The Crown: Major Hugh Lindsay's widow 'upset' with avalanche episode
Major Hugh Lindsay, an equerry of the British royal family and friend to Prince Charles, was killed in an avalanche in March 1988.
The recently released fourth season of "The Crown" has sparked several controversies with its content, and has reportedly disappointed many people whose lives were fictionalised in the series. Sarah Horsley, the widow of Major Hugh Lindsay, is also among those people and is "horrified" that a personal tragedy in her life is being displayed on the screen.

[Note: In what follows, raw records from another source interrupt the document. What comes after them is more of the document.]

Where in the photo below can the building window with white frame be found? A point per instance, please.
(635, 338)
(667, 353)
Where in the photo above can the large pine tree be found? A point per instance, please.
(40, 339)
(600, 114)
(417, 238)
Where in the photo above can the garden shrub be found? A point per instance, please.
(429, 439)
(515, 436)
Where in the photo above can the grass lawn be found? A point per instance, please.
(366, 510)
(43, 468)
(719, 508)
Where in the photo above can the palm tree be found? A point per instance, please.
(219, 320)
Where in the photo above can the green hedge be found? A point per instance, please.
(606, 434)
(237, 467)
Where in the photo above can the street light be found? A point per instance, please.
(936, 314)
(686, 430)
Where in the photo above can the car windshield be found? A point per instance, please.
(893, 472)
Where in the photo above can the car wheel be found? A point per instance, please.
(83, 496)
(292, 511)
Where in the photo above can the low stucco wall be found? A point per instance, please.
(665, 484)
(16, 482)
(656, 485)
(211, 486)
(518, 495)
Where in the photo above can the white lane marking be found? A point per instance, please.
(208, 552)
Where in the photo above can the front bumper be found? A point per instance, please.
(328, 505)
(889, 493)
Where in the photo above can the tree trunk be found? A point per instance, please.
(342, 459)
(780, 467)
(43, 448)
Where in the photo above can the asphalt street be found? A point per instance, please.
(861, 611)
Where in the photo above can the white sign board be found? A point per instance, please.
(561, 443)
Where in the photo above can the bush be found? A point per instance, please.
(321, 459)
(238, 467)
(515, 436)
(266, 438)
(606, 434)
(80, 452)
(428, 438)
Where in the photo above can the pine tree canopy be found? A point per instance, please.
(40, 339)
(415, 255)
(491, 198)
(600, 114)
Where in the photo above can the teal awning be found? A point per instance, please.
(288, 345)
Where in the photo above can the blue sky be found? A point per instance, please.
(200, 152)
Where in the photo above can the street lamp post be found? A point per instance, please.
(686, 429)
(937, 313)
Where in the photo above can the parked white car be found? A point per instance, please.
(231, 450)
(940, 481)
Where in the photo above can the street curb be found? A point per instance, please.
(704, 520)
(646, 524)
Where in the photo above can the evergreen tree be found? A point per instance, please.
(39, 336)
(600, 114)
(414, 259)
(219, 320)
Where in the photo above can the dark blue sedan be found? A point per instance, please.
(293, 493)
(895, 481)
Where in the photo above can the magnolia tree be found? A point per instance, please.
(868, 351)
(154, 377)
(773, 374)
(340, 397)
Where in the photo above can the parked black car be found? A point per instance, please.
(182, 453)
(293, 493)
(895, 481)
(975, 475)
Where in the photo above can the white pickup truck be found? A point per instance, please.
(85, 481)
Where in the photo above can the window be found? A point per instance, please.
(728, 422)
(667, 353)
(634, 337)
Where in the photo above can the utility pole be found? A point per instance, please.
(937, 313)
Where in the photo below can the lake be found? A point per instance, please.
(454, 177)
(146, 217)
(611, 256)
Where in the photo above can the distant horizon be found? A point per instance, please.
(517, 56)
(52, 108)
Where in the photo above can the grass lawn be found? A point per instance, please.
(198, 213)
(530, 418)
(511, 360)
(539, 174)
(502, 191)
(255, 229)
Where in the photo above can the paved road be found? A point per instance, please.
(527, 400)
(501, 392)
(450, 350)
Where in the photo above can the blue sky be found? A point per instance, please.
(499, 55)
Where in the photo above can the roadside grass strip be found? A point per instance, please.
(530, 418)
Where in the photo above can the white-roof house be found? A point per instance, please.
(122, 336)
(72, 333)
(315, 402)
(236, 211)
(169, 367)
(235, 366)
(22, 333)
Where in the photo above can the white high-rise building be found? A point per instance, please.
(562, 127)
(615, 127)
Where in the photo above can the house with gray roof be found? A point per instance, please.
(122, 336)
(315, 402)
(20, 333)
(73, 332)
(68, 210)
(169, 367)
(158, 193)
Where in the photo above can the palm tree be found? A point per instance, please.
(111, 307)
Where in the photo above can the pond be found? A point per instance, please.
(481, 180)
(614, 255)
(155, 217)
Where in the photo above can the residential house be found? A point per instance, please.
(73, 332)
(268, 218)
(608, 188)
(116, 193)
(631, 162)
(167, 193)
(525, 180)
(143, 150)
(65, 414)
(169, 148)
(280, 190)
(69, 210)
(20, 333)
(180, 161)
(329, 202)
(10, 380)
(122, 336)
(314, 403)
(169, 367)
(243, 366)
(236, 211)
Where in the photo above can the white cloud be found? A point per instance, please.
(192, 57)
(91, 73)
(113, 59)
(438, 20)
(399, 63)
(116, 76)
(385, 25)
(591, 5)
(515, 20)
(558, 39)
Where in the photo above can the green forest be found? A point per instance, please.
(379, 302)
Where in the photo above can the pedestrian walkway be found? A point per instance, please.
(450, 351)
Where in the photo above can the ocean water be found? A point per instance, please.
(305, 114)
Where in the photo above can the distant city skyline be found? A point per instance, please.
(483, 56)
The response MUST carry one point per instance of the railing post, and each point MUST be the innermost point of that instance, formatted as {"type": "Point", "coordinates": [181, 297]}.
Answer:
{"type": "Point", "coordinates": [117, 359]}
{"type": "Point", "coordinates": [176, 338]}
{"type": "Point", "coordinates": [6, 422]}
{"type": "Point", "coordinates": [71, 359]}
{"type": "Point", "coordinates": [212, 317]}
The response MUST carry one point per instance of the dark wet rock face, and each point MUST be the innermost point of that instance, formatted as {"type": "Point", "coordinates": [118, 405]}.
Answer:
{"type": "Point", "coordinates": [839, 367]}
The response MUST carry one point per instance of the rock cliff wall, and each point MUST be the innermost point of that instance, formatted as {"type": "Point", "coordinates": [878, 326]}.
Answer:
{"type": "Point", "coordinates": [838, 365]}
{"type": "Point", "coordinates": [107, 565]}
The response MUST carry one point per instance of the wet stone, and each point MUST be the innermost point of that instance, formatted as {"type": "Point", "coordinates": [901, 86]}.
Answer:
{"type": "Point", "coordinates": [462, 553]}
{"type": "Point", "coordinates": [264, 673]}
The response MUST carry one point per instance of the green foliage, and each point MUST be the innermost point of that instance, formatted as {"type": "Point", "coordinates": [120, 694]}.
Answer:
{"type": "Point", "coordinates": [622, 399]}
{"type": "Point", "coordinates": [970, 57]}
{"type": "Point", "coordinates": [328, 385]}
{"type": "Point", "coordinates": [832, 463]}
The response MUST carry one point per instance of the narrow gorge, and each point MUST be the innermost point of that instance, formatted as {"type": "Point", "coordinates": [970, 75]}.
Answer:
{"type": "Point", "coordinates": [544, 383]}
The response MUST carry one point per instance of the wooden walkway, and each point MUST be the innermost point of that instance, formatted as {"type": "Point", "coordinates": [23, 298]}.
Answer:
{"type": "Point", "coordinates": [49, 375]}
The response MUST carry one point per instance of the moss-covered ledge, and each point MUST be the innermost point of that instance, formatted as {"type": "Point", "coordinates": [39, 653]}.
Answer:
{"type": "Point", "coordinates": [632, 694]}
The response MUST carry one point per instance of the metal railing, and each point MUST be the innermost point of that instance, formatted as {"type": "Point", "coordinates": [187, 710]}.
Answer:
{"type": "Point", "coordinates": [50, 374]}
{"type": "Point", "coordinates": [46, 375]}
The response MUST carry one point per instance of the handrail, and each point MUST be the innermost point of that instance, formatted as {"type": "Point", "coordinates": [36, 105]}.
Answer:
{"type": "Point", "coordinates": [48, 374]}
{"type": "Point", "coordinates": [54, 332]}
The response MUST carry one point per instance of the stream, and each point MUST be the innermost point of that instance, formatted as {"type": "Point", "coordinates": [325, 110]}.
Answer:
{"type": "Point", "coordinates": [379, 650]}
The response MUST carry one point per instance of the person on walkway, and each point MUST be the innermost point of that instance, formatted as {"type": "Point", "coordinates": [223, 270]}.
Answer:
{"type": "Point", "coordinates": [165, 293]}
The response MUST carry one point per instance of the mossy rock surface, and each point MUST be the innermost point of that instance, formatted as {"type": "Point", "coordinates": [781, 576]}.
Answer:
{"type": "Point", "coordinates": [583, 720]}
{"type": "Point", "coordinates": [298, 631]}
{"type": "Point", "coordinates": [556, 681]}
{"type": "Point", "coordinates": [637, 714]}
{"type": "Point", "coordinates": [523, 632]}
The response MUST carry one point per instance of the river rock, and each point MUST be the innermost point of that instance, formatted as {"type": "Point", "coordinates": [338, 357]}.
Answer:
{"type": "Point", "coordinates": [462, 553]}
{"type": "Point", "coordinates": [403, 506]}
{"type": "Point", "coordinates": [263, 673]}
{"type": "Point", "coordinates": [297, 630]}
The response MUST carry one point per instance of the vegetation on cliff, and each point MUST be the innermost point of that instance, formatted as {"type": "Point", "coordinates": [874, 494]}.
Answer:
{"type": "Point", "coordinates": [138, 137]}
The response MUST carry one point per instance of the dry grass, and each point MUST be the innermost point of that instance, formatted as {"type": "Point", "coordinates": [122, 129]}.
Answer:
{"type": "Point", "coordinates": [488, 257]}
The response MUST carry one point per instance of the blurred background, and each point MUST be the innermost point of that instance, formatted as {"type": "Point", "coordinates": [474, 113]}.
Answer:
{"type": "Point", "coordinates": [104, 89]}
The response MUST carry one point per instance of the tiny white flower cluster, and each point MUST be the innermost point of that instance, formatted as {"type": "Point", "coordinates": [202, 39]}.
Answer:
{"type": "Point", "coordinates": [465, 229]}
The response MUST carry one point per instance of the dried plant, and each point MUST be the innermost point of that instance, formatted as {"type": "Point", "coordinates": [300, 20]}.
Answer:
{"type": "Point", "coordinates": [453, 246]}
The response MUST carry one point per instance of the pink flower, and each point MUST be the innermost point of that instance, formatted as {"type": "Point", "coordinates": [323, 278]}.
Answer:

The ninth episode of season 4 of "The Crown," titled "Avalanche," depicts the March 1988 avalanche that killed Sarah Horsley's husband, Major Hugh Lindsay. Horsley, who was working in the Buckingham Palace press office at the time and was six months pregnant with their daughter, is "upset" with the dramatisation of the tragedy and is "dreading people seeing it."
Major Hugh Lindsay, an equerry of the British royal family and friend to Prince Charles and Prince Andrew, had accompanied the heir apparent, Princess Diana, and others to a ski trip in Klosters, Switzerland. Major Lindsay, Prince Charles, Patti Palmer-Tomkinson, a Swiss police officer, and a guide hit the slopes when an avalanche struck them.
While Charles escaped alive, Lindsay and Palmer-Tomkinson were buried in the snow, as reported by BBC at the time. The following day, Prince Charles and Princess Diana flew back to London with Major Lindsay's body.
Horsley, who has been shown mourning at her husband's funeral in the hit Netflix show, recently told the Sunday Telegraph that she was "horrified" after finding out that the incident was being fictionalised.
"I was horrified when I was told (the episode) was happening and was very concerned about the impact on my daughter. I'm very upset by it, and I'm dreading people seeing it," she said.
Horsley revealed she even wrote to the show's producers requesting them to omit the storyline, but they denied it with a "very kind letter."
"I wrote to them asking them not to do it, not to use the accident. I suppose members of the royal family have to grin and bear it, but for me, it's a very private tragedy," she said. Talking about the letter from "The Crown" producers, Horsley said that they assured her they understand her concerns, "but they hope I will feel that they deal with difficult subject matters with integrity and great sensitivity."
The Princess of Wales, who stood behind Horsley at her husband's funeral, had also remembered Lindsay's death in her tapes. In Andrew Morton's 1992 biography "Diana: Her True Story—In Her Own Words," the late royal had said: "What a nice person he was. Out of all the people who went, it should never have been him."